Kimsesiz arnavut kaldırımlarının üzerinde,
Bir uçurtmanın püskülü karışacak gökyüzüne.

Şarkı: MaviGri - Ölümle Yaşam Arasında

Çaresizliğin attığı ağır çekime uğramış yavaş adımları kaderin r harfine takılarak zehirli bir yılan gibi dolanmış, sivri dişlerini boynuma geçirerek zehirli dilindeki sıvıyı şah damarımdan başlayarak tüm yaşam gösteren fonksiyonlarıma aşılamıştı.

Küçükken her gökgürültüsü duyduğumda ardından iki cariyesi olduğunu düşündüğüm yağmur ve şimşeğin gelmesi de bir olurdu. Yaşım yaklaşık olarak altı olmalıydı ve yurttaki büyüklerim rüyalarının farklı bir evreninde ilerlerken cılız bir şekilde etrafı aydınlatmaya çalışan gece lambasının yanında otururdum.

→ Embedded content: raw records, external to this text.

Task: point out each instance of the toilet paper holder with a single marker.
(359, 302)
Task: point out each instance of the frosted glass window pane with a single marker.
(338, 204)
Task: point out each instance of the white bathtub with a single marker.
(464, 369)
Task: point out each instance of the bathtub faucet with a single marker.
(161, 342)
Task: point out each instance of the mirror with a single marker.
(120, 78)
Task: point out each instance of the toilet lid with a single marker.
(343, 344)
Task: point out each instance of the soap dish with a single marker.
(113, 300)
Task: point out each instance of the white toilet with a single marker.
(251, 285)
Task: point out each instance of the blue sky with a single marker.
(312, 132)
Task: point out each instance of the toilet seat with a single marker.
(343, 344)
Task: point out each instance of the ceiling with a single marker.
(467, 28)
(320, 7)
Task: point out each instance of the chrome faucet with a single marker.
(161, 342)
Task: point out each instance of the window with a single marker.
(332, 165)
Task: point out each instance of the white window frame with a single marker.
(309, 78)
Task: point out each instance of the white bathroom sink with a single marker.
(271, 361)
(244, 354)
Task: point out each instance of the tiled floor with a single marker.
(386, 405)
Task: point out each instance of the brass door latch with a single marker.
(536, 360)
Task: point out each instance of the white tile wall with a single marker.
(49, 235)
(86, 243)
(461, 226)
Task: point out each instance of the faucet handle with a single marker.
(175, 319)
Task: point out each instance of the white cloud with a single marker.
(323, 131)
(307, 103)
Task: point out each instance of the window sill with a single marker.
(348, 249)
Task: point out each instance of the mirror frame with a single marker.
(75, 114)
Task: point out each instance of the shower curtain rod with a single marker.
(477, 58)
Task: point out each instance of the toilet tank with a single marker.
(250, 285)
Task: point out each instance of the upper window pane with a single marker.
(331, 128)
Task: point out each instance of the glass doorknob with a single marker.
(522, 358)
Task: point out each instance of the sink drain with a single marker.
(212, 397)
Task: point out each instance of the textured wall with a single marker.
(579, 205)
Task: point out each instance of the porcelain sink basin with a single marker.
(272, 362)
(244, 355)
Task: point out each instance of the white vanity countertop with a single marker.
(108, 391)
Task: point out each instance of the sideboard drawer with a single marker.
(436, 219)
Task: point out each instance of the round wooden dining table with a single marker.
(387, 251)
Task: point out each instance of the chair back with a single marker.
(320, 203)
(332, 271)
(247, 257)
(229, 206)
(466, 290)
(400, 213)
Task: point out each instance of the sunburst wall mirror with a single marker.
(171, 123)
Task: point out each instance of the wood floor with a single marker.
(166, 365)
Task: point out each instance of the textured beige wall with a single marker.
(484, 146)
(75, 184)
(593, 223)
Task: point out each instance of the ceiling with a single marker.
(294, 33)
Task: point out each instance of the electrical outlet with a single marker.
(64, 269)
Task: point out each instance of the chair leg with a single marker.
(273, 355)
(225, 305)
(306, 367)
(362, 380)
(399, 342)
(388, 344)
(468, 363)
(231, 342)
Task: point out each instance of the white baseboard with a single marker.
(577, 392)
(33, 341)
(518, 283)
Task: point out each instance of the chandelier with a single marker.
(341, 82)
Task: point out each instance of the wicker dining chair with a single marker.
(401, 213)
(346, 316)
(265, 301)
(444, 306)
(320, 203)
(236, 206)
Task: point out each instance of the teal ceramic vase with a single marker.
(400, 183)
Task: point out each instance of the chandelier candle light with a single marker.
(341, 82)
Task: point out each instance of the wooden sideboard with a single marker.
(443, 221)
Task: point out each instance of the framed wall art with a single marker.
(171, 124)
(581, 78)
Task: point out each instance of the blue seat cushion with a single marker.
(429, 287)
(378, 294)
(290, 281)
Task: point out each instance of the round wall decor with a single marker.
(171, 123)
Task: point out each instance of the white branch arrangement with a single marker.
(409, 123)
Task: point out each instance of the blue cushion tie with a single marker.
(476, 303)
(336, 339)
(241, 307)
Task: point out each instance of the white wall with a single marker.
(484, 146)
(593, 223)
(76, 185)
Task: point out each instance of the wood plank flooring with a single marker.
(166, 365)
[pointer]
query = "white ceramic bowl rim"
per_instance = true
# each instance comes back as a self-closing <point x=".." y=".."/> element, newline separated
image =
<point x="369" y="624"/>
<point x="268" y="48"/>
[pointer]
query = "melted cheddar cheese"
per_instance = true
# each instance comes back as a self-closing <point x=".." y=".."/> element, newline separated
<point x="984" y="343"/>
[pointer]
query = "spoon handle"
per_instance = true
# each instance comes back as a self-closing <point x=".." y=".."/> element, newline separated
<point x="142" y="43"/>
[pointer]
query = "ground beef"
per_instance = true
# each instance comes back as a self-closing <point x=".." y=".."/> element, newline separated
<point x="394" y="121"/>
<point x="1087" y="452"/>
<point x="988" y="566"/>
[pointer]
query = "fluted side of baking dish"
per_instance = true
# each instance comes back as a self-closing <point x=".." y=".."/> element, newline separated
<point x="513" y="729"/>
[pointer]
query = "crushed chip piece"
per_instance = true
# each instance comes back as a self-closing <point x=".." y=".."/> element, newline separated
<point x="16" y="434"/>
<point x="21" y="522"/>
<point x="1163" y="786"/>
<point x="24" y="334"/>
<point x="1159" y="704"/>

O yaştaki çocuklar için ağır travmadır yalnızlık.

Annemin geleceğini düşleyerek geçirdim yıllarımı fakat zaman geçti, ben büyüdüm annemse geri dönmedi. Bununla beraber yanımda olabilecek kişileri kendi elimle ittim. İlk hatam buydu, annem yok diye yalnız olduğumu kabullenmek ve bunu benimsemek. On altı yaşına merdiveni dayadığımda biyolojik babam sayesinde dört duvar arasındaki günlerim son buldu. Yetimhane benim için hapisten farksızdı ama hayatın önüme, içinde daha zor engellerin bulunduğu engebeli bir yol çıkartacağını bilemeden kafesin içine adım attığımı sonradan anladım.

Semaya alışmış kuşlar, kafesin içinde yaşama tutunamazdı.

Ölürlerdi.

Ölmedim.

Saç köklerimden başlayan oldukça keskin bir ağrı gözlerimi açmamı engelliyordu. Öyle bir ağrıydı ki başımı tamamen kaplamıştı ve nefes almak bile zordu. Neler olduğunu hatırlayamıyordum, bir kıvılcım alev almıştı sanki beynimde ve dumanları hücrelerime ağrı olarak geri dönüş yapıyordu. Ensemde hissettiğim sızı yüzümü buruşturmama neden oldu. Zihnime ilk önce Asel'in tedirgin yüzü düştü, dikkat et diyordu ve hastanenin bahçesindeydik. Sonra gitti, görüntüler yavaş yavaş bir araya gelmeye başlamıştı. Kaçmaya çalışmam ama bunun başarısızlıkla sonuçlanması. Tek hatırladığım karanlık ve Asel olduğumu söyleyen yabancı sesti.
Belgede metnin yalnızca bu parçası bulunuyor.